Most of us (and I really do mean most) have no right and no business being managers. We have no right and no business being leaders, at scale.
Most of us can barely put two socks of the same color on in the morning; and then we head to the office and are expected (and expect of ourselves) that we’re going to be able to deftly lead other people’s lives.
I find that deeply ironic and disturbing.
It’s taken years for me to reverse course from what I psychologically born into: That management was the only real and legitimate goal in your professional career and that you start as an Individual Contributor and/or SME (“Subject Matter Expert”) and then graduate.
The “graduation” part is what eventually tripped me up the most as I didn’t want to graduate from anything. I’ve been very happy to serve in the smaller ways, very happy and have found great fulfillment in keeping the “management” small.
And it took me a long time to learn that leadership doesn’t require management at all. In fact, leadership is entirely independent from management, especially the more obvious ones.
Now, when I meet folks who zealously desire management roles I almost immediately feel like they’ve disqualified themselves. They don’t fundamentally understand how ridiculously hard and difficult that is. And they probably haven’t been led very well or long-enough to know.

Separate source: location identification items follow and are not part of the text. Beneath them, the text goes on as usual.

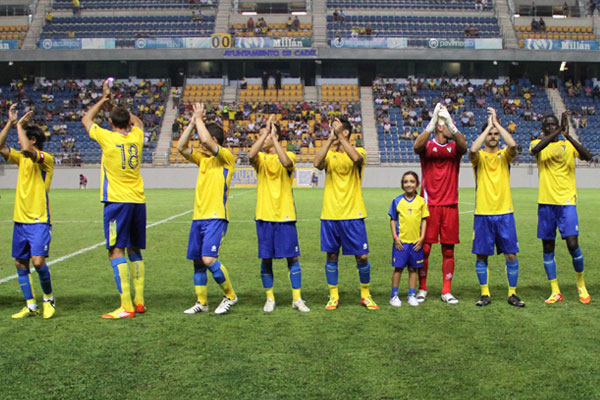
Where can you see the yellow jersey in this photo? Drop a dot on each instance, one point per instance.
(274, 199)
(408, 215)
(120, 177)
(556, 169)
(33, 184)
(342, 197)
(492, 183)
(212, 185)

The answer to poor leadership and management in your own life isn’t to try to become one yourself. How will you lead when your only example is dysfunction? How will you manage if your only model is in gross deficit?
And, finally, there’s no ‘race’ here to the top. Those that are racing have gotten it so twisted they do themselves a grave disservice. We’ve become a society so focused on leading at scale as the ultimate test of professional success that we’re swamped with poor performance and very little to show for it.
Keep it simple. Stay humble. Let the leadership opportunities, and management especially, come organically… naturally. And they will, when the time is right.